Va de series: Juego de Tronos

Durante mucho tiempo se celebraban con gracia las ocurrencias de Pablo Iglesias sobre las series de televisión, y él mismo periódicamente gusta de escribir y hablar sobre ellas. A él siempre le ha gustado mucho mostrarse con un gran fan de «Juego de Tronos», y este gusto lo elevó a categoría política cuando en abril de 2015, en un gesto muy calculado, regaló a Felipe VI un estuche con la serie completa.

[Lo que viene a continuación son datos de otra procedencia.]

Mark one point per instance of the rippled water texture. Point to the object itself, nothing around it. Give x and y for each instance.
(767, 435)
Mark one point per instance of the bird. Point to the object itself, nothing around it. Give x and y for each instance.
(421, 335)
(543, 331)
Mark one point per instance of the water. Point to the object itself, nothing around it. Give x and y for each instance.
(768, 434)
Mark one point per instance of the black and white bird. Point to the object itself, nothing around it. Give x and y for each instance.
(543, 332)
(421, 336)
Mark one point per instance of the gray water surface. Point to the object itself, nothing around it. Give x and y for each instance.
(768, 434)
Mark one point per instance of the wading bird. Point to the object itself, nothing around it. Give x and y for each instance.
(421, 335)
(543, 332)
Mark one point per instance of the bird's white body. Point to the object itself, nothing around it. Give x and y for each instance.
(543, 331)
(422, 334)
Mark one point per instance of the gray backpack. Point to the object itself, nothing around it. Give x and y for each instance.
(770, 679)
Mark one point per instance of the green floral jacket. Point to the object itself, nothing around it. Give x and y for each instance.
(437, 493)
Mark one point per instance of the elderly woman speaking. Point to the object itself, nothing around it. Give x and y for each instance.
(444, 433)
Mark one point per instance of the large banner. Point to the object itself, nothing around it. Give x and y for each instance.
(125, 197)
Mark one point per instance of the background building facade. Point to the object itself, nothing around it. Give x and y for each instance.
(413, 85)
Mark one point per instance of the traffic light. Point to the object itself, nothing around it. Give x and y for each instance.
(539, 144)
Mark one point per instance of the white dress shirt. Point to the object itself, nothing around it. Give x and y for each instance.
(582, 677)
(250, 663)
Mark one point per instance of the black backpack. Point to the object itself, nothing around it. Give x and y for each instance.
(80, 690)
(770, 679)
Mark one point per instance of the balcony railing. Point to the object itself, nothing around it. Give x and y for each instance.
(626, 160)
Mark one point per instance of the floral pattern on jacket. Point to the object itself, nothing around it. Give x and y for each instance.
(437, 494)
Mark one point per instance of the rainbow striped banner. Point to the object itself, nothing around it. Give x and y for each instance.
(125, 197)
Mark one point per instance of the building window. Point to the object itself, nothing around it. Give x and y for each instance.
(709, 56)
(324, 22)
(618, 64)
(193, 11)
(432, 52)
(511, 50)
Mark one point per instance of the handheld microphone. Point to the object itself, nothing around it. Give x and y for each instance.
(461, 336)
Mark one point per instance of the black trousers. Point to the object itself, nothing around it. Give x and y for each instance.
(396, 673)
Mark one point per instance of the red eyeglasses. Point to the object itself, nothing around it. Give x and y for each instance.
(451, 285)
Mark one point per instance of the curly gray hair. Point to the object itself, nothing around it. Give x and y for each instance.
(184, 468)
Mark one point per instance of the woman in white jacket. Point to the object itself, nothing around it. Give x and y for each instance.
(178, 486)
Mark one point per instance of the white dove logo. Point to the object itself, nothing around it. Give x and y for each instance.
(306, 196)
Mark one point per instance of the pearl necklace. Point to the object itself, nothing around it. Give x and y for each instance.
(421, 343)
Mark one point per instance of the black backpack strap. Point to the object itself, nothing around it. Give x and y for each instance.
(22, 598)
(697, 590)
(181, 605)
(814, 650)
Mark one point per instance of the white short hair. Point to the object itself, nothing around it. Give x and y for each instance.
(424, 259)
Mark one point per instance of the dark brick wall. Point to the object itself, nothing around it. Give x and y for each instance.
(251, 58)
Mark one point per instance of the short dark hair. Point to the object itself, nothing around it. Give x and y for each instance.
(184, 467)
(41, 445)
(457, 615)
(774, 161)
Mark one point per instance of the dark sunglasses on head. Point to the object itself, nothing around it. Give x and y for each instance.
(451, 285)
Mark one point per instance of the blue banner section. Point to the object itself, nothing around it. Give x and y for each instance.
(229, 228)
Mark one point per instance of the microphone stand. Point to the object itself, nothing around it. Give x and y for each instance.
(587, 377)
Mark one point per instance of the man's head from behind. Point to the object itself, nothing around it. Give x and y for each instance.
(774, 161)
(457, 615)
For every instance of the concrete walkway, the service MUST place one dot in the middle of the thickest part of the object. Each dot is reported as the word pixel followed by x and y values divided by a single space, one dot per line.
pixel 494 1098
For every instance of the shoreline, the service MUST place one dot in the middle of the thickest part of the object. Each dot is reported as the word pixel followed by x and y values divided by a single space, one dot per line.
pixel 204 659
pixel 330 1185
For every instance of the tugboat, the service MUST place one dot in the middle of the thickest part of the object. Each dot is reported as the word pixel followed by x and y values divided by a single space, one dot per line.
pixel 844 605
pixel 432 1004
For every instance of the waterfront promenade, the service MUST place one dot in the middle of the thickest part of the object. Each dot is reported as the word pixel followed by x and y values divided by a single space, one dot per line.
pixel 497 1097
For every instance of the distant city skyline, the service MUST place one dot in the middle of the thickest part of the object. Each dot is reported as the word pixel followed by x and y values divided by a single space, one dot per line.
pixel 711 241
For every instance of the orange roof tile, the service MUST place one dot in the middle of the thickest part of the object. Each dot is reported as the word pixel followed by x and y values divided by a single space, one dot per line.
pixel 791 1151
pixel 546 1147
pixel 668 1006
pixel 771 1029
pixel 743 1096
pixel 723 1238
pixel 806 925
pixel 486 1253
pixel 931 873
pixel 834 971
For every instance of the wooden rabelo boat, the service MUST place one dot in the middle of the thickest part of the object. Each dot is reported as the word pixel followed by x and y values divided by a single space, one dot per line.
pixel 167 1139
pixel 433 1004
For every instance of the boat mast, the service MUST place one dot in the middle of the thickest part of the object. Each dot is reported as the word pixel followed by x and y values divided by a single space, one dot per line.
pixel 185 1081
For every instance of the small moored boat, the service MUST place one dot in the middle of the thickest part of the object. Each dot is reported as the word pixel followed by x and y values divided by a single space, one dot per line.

Ciertamente es una serie «de culto», si por culto entendemos millones de seguidores e influencia cultural más allá de la pantalla. Y ciertamente también Juego de Tronos representa lo más oscuro de la política, la sociedad y el alma humana. Sabe el lector a qué me refiero. La política aparece en la serie retratada como una actividad siniestra, dirigida hacia la simple toma del poder, no importa el por qué o el para qué. La sociedad aparece como una masa sin voluntad propia, moviéndose al ritmo que marcan en cada momento los Lanister, los Stark o cualquiera de las otras familias poderosas. El alma humana, en casi todos los personajes, aparece pervertida, en lo cívico y en lo moral: el engaño, la mentira, la deslealtad, el incesto, la prostitución, el asesinato a sangre fría aparecen como actividades normales y normalizadas. Como espejo de la maldad humana la serie no tiene desperdicio: como modelo educativo para ingenuos o despistados, posee un enorme poder destructivo.

Juego de Tronos es a la vez consecuencia de una vida política usualmente sórdida, y causa de ella, en la medida en que es elemento hoy educador. Por eso la aparente frivolidad y diversión de estos gestos de Iglesias no es gratuita, y revela mucho sobre el hoy vicepresidente: en el fondo, Iglesias muestra una forma determinada de entender la política, que se caracteriza por el cinismo violento que vemos en la serie. Lo hemos ido conociendo desde entonces en los sucesivos escándalos que le rodean: amaño de votos en las elecciones en Podemos, purga de desafectos, colocación de los cercanos, difamación de disidentes politicos son el día a día de su ejercicio político, relaciones entre sexos ligados al poder. El caso Dina Bousselham es la quintaesencia de esta forma de entender la política: relaciones de abuso con las mujeres, apaños a escondidas con medios de comunicación, destrucción de pruebas, ocultación al juez, premios y castigos a los y las fieles al dirigente.

Lo que este caso ha demostrado es que, efectivamente, Iglesias vive la política como un juego de tronos, con todas las miserias y peligros que esta forma de entender la política supone. No parece capaz de entender la grandeza posible de esta actividad, su referencia al bien y a la verdad y la generosidad, sacrificio y amistad que presupone.